L’Union européenne et l’Union européenne Les élites britanniques ont applaudi le concept d’une armée européenne et, d’une certaine manière, c’est ironique car cela revient à admettre que l’Europe et la plupart des pays occidentaux utilisent paresseusement les États-Unis comme bouclier depuis des décennies. Ils n’ont plus aucune idée de comment se défendre.
Lien vidéo : Ukraine : Le Royaume-Uni fait enfin face à la menace de la machine de guerre russe.
Le rôle revendiqué de cette armée européenne serait de « maintenir la paix » en Ukraine. Le problème est que Poutine a déclaré à plusieurs reprises que toute présence de troupes occidentales serait considérée comme un acte d’agression. Keir Starmer, Premier ministre britannique et autoritaire forcené, a déjà proposé au moins 30 000 soldats à la cause. Les autorités françaises, canadiennes et allemandes ont également manifesté leur intérêt pour une armée européenne et pour la mise en place d’une force de maintien de la paix. en Ukrainebien qu’ils admettent qu’ils ne veulent même pas dépenser un minimum de 2 % de leur PIB pour l’OTAN.
Lien vidéo : La Russie ne peut envisager « aucune option » pour les forces de maintien de la paix en Ukraine, déclare M. Lavrov.
Pour être clair, les marchands d’hystérie ont raison de dire que la Russie pourrait passer par-dessus les défenses de l’Europe si elle le voulait (en supposant que personne ne lance d’armes nucléaires). L’UE et le Royaume-Uni ont déjà fait le plus gros du travail en détruisant leurs propres nations par l’ouverture des frontières et l’immigration de masse au cours des dix dernières années. Les migrants du tiers-monde n’ont aucune loyauté envers l’Occident et la génération Z est complètement désenchantée par l’idée d’une nouvelle guerre. Les dirigeants européens essaieront certainement d’imposer la conscription forcée.
Cela ne signifie pas que Poutine a l’intention d’entrer en guerre avec l’Europe, mais seulement qu’il pourrait facilement l’abattre par attrition s’il le voulait. Les étranges associations passées de Poutine avec des éléments de la foule de Davos doivent être prises en considération. Il est toujours possible que la Russie soit simplement contrôlée par l’opposition et que la guerre soit prédéterminée. Cela dit, jusqu’à présent, Poutine ne s’est pas comporté comme un homme lancé dans une course folle vers l’oubli nucléaire. Il a veillé à ce que la guerre reste circonscrite à l’Ukraine.
Starmer et ses semblables mondialistes sont bien conscients que la présence de troupes britanniques ou européennes saboterait toute négociation de paix mise en branle par l’administration Trump. C’est là tout le problème.
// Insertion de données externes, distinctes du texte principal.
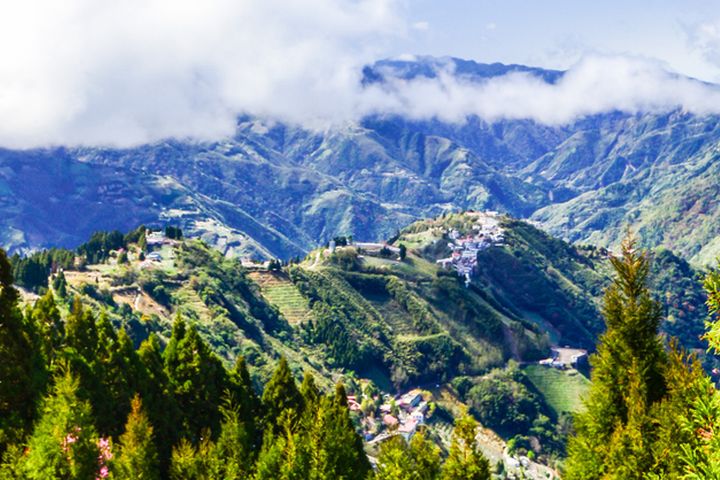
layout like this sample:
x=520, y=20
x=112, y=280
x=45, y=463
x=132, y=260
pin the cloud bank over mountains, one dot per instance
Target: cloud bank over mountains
x=81, y=72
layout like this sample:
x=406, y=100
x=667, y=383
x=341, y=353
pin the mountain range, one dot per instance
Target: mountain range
x=277, y=190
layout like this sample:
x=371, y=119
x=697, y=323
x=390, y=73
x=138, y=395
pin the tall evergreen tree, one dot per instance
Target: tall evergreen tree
x=81, y=332
x=137, y=458
x=198, y=379
x=281, y=395
x=159, y=400
x=245, y=400
x=22, y=374
x=345, y=455
x=231, y=456
x=51, y=329
x=627, y=379
x=465, y=461
x=64, y=443
x=701, y=454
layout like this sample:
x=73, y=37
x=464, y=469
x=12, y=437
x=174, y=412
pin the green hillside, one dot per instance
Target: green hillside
x=563, y=390
x=362, y=313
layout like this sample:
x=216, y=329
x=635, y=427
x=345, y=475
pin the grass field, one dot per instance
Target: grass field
x=280, y=291
x=563, y=389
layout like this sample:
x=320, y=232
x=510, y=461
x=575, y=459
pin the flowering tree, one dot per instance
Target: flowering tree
x=64, y=444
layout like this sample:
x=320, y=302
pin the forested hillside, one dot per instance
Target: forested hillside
x=381, y=318
x=276, y=190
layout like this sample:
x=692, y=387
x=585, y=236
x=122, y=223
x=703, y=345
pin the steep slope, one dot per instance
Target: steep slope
x=278, y=190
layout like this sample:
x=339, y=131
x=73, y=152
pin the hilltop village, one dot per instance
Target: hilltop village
x=486, y=232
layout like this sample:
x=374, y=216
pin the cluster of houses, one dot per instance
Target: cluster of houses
x=566, y=357
x=401, y=416
x=486, y=232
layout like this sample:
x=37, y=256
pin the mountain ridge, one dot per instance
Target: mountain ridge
x=275, y=190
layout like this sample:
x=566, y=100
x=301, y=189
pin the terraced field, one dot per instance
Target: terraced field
x=563, y=389
x=280, y=291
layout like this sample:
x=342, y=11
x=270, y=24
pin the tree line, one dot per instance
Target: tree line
x=79, y=401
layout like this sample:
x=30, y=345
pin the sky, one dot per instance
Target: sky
x=97, y=72
x=684, y=34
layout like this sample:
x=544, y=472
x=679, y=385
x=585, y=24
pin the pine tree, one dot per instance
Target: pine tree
x=198, y=380
x=700, y=455
x=60, y=284
x=190, y=462
x=159, y=400
x=22, y=374
x=120, y=372
x=245, y=400
x=231, y=455
x=464, y=461
x=310, y=392
x=345, y=455
x=50, y=326
x=627, y=378
x=81, y=332
x=137, y=458
x=64, y=443
x=281, y=395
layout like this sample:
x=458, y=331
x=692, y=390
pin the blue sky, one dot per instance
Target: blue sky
x=556, y=33
x=83, y=72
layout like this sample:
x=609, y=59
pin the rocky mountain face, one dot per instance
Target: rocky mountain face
x=278, y=190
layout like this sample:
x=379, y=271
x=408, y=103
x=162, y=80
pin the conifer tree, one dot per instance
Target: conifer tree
x=22, y=374
x=245, y=400
x=280, y=395
x=137, y=458
x=159, y=400
x=81, y=331
x=60, y=284
x=198, y=380
x=231, y=455
x=64, y=443
x=627, y=379
x=190, y=462
x=120, y=372
x=309, y=392
x=344, y=447
x=465, y=461
x=51, y=329
x=701, y=456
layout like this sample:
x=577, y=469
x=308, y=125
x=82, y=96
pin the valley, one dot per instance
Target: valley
x=358, y=312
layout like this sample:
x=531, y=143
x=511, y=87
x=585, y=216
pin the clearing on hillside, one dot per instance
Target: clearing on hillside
x=563, y=389
x=277, y=289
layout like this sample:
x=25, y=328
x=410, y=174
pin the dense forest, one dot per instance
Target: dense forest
x=78, y=401
x=89, y=389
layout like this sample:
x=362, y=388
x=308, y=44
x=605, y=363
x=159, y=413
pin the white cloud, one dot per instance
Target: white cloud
x=594, y=85
x=705, y=37
x=136, y=71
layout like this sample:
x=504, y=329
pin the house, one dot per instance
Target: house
x=417, y=417
x=408, y=429
x=353, y=405
x=410, y=400
x=566, y=357
x=390, y=421
x=445, y=263
x=155, y=238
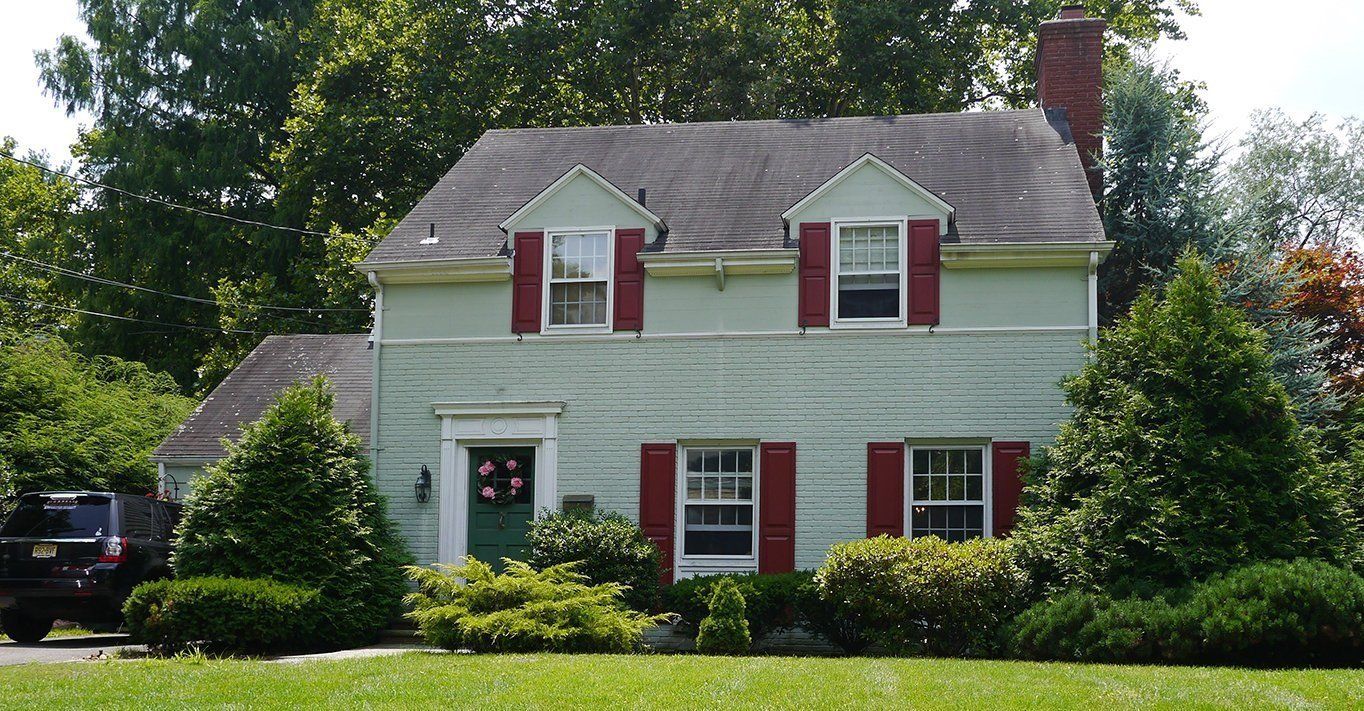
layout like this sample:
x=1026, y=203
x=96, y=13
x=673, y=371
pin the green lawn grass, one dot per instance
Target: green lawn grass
x=655, y=681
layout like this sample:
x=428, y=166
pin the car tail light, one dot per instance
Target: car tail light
x=115, y=550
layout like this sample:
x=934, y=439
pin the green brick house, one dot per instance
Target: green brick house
x=759, y=339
Je crois que les mondialistes pensent pouvoir forcer la main de l’Amérique, en créant une catastrophe si flagrante que les États-Unis devront s’impliquer.
Lorsque les responsables britanniques parlent d’obtenir une « garantie de sécurité » de la part de Donald Trump, voici ce qu’ils veulent dire – En débarquant des troupes en Ukraine pour le « maintien de la paix », ils tentent d’obliger les États-Unis à réagir en cas de représailles de la part de la Russie.
Les Américains ne partent pas en guerre pour les mondialistes. Je dirais même que nous sommes bien plus intéressés à marcher pour éliminer les mondialistes qu’à combattre le peuple russe. Pourquoi ne pas se débarrasser du problème à la racine ?
Cependant, les mondialistes n’ont pas nécessairement besoin des États-Unis pour étendre la guerre en Ukraine. Pour l’instant, Trump n’a qu’une influence économique limitée sur le Royaume-Uni et l’UE, et ce n’est pas suffisant pour empêcher la mobilisation des troupes ou l’escalade. Il s’agit peut-être de la dernière pièce des élites pour mettre en branle la Troisième Guerre mondiale.
–
A propos de l’auteur : Brandon Smith est fréquemment invité à contribuer au SurvivalBlog. Il est le rédacteur en chef de la publication gratuite Alt-Market.us et le bulletin d’information sur abonnement La dépêche du Wild Bunch. Ces deux sites sont recommandés par JWR.